The Wall Street Journal’s Bari Weiss spent some time with Groupon’s CEO Andrew Mason and wrote a flattering profile on the company.
Two key takeaways for all social marketers and entrepreneurs:
1. Build a business model, an organizational culture, and customer relationships — in other words, a brand — around one clear, essential organizing principle. For Apple, one could easily say that the company stands for revolutionary design. I was impressed by how well Andrew Mason was able to articulate what Groupon was fundamentally about at such an early stage: surprise. It’s the sign of a visionary leader.
Irreverence is part of daily life in the downtown office. Last Wednesday, someone brought a monkey dressed in a Santa suit. This past summer, Mr. Mason paid a male actor to strut around the office in a tutu for a week—totally mute. Less outrageously, the company has no dress code and no vacation policy, which Mr. Mason credits to Netflix.
“The way people think about jobs, the nine to five . . . it’s the same routine over and over again,” he says. “Groupon as a company—it’s built into the business model—is about surprise. A new deal that surprises you every day. We’ve carried that over to our brand, in the writing and the marketing that we do, and in the internal corporate culture.”
2. Groupon started — and failed — as a social action platform. It was a big idea, but it was too big, too abstract, too idealistic. Groupon caught fire once it focused on satisfying a basic “selfish” need that people already had (to save money on things they want to buy) in a social way. Because it has become a powerful business platform that enables “collective buying power” among millions of users, Groupon can now be used as a powerful change-making platform. In Andrew Mason’s words, “the world-changing ends up being a side-effect.” Groupon’s $15 for a $25 Kiva loan deal was a notable example of its potential to be a force for good.
Like so many other successful tech ventures, Groupon grew out of an earlier, less successful idea. ThePoint.org was a website for organizing campaigns like protests or fund-raising drives. And, like Groupon, it was built around the tipping point concept: The campaign was only carried out if enough people committed.
But ThePoint never took off. “The big problem with ThePoint is that it’s this huge, abstract idea. You can use this platform to do anything from boycotting a multinational company to getting 20% off a subscription to the Economist,” says Mr. Mason, who dropped out of the University of Chicago’s master’s program in public policy to build ThePoint with $1 million investment from Eric Lefkofsky, a former boss and serial investor who later helped found Groupon.
One lesson Mr. Mason learned is that for a site to be successful, it needs to be simple and easy to use.
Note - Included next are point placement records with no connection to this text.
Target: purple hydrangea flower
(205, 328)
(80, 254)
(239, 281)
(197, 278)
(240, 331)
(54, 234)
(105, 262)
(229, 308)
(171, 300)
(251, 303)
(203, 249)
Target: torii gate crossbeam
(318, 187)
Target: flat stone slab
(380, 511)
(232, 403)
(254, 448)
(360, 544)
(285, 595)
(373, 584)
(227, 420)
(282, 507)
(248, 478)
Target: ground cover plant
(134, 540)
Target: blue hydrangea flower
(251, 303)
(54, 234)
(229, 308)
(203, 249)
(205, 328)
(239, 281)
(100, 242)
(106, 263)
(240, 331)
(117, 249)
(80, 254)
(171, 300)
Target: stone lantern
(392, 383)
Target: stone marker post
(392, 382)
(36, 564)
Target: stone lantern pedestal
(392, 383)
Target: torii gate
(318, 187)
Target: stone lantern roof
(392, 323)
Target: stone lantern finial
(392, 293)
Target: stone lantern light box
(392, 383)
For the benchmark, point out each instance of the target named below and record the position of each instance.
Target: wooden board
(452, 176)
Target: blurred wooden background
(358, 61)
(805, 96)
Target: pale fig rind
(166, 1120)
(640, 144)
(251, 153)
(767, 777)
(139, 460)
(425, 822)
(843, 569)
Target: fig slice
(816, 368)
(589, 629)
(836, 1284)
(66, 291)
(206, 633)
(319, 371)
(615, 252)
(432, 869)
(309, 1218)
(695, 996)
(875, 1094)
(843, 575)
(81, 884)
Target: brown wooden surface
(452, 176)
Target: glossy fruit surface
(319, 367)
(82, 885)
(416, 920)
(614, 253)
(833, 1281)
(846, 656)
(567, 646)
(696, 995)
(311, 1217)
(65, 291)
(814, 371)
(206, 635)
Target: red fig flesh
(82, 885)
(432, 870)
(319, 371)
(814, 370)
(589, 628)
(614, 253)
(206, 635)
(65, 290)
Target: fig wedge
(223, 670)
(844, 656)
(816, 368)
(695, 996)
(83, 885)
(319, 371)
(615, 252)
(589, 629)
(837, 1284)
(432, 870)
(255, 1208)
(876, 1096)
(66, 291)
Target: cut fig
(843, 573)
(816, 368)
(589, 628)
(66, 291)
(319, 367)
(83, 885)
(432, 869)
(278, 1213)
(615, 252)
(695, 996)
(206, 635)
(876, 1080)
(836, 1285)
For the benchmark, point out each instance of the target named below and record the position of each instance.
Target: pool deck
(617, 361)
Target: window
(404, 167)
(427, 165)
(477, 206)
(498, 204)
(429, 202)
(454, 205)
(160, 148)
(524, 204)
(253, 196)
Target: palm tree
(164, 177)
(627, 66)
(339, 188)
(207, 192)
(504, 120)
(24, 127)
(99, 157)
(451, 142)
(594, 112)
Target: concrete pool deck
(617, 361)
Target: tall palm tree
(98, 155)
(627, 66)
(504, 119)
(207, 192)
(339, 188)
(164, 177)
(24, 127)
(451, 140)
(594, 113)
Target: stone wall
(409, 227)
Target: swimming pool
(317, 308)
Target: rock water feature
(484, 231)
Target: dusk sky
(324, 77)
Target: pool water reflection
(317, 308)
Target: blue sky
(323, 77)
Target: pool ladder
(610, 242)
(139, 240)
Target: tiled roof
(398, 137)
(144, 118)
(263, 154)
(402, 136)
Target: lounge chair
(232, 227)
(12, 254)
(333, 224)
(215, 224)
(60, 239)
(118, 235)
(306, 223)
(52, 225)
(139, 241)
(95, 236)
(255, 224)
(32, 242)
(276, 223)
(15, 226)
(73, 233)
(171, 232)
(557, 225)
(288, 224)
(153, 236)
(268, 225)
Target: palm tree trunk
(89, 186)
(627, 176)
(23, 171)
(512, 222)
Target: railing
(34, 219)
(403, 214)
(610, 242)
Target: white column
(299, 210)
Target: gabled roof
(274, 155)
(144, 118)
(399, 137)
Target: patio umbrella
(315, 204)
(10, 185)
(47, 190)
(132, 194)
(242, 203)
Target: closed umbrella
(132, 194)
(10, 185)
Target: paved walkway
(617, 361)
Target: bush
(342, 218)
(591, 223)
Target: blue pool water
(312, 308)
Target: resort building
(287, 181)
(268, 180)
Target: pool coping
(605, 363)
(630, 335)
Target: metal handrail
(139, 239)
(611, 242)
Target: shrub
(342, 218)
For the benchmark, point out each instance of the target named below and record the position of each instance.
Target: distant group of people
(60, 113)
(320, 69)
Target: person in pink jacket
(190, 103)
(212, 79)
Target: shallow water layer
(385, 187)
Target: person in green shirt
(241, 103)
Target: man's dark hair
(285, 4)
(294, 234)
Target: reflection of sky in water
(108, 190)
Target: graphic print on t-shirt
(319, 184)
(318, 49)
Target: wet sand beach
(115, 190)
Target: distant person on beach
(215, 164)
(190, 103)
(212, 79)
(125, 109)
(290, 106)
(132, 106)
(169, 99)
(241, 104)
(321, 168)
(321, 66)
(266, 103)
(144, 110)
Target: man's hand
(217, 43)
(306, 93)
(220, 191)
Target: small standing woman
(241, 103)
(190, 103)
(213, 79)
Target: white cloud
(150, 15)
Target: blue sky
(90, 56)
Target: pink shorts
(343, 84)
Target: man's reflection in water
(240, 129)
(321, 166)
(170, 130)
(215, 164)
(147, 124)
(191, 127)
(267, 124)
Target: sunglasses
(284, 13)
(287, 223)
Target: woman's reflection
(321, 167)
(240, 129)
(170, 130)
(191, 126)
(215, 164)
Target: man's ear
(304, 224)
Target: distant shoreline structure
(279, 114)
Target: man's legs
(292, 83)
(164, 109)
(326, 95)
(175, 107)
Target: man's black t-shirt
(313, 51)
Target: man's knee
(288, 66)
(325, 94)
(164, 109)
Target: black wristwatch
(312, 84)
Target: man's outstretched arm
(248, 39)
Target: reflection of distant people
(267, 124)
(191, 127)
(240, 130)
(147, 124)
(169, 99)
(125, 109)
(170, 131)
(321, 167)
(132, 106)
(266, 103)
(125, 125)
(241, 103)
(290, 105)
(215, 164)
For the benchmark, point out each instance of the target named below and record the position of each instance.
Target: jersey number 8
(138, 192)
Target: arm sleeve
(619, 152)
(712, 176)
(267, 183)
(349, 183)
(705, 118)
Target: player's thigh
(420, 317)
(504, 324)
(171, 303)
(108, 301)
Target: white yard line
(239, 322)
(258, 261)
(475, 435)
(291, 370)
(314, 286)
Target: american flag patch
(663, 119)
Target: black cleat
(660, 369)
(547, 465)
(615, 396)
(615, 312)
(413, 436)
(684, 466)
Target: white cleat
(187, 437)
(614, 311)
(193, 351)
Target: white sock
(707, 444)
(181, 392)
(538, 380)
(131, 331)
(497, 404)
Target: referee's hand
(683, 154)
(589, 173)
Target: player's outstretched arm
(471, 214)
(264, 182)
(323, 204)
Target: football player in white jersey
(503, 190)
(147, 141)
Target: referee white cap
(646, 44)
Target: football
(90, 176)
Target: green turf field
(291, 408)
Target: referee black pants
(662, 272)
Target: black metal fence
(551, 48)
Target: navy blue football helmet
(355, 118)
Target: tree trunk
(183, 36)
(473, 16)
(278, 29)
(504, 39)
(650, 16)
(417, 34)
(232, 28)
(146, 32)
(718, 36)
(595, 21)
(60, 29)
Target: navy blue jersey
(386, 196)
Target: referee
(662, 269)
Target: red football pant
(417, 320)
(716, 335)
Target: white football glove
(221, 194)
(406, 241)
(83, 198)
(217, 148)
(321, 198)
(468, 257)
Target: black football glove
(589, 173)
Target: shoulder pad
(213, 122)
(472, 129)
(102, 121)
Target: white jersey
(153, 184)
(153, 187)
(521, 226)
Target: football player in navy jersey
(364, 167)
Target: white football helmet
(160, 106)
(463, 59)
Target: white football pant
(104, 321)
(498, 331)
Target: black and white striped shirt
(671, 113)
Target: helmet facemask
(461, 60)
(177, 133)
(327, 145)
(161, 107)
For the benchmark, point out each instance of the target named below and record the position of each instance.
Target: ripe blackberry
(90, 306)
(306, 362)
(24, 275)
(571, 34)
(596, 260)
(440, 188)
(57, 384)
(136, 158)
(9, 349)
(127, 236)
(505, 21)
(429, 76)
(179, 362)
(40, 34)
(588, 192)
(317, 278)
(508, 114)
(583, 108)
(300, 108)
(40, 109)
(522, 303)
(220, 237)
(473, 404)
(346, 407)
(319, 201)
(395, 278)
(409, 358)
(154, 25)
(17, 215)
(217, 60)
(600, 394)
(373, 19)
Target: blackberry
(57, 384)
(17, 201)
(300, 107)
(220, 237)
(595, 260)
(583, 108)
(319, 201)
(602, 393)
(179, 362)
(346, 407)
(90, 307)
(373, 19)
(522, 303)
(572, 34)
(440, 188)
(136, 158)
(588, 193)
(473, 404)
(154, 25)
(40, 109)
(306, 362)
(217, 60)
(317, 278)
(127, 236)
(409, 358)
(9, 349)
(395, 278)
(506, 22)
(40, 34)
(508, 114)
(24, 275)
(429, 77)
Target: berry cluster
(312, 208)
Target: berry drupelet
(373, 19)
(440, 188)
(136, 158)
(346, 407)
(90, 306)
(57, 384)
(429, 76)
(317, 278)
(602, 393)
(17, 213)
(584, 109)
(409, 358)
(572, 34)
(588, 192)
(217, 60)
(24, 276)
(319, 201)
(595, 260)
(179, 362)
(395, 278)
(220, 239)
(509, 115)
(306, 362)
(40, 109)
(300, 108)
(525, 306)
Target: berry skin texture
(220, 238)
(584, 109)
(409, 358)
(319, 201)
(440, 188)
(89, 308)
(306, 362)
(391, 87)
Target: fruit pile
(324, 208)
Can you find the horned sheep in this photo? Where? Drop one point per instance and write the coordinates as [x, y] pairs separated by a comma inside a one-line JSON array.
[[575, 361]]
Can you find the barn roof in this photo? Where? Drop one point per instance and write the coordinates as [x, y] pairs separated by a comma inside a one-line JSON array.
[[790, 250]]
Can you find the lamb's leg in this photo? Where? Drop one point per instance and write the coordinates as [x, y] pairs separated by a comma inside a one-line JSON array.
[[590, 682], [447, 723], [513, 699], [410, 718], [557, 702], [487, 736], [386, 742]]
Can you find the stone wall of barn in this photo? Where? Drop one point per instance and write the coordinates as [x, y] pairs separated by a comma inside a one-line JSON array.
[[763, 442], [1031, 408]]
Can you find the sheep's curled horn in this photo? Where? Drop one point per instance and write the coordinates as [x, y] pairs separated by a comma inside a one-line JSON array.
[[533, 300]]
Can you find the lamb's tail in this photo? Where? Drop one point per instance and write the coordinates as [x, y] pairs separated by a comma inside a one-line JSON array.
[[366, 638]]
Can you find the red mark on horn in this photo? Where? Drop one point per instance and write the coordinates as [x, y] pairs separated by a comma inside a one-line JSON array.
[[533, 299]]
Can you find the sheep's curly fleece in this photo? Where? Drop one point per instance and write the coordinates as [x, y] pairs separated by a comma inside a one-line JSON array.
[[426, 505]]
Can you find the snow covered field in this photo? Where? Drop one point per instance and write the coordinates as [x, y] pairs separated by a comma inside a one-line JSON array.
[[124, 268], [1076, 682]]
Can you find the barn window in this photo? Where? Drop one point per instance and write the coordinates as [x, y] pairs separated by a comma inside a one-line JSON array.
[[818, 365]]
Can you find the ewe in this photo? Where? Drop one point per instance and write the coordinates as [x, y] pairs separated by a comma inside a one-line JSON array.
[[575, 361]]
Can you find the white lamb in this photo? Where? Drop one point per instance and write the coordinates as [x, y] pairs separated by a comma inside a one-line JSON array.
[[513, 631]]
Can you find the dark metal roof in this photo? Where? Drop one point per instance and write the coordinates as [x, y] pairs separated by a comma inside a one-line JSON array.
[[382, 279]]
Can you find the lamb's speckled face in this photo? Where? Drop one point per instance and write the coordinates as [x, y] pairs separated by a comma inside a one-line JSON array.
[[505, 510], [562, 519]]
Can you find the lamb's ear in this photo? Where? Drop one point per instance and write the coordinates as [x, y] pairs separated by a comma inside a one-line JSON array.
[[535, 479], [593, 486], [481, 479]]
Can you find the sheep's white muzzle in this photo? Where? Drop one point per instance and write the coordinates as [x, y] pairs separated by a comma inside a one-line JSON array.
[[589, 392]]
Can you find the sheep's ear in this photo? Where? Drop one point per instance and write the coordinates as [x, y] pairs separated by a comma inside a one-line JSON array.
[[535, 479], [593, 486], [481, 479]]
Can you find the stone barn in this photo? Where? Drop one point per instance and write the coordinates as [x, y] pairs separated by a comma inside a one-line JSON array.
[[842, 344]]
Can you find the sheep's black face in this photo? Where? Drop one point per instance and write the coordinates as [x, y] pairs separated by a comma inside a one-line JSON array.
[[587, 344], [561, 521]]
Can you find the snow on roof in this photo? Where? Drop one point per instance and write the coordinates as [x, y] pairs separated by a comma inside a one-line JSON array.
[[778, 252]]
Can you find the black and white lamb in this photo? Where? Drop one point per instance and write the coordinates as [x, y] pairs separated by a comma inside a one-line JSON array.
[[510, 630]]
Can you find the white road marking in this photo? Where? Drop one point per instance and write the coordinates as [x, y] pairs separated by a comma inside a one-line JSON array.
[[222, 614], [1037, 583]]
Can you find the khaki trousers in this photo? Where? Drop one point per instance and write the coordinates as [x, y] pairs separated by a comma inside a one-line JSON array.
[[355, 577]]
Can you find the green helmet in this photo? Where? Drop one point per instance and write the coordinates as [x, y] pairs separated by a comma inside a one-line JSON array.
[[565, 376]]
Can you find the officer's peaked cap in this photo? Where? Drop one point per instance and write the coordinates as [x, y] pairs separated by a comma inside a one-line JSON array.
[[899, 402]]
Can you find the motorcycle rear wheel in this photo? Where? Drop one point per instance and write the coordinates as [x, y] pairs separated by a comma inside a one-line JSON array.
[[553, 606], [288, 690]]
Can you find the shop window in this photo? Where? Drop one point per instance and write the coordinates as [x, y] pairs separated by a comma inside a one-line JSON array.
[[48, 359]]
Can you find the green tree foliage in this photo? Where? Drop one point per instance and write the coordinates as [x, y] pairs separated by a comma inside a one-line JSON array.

ThePoint, says Mr. Mason “was overly complex and we needed to pick . . . one application of the larger abstract idea and execute it really, really well.”
Another was a broader lesson about the nature of do-gooder ventures. “One of the things I realized . . . is how few success stories there are in websites or products or businesses that exist primarily for an altruistic purpose. Most of the time, the things that really change the world exist for something fundamentally selfish and then the world-changing ends up being a side-effect of that. Whether its Facebook, Flickr, YouTube or Twitter, all those things have made the world better by the way that they allow people to share information. But that’s not why they were created. It was so they could share pictures and videos of scantily clad women or kittens or whatever. And Groupon’s the same way. And it caught me by surprise.”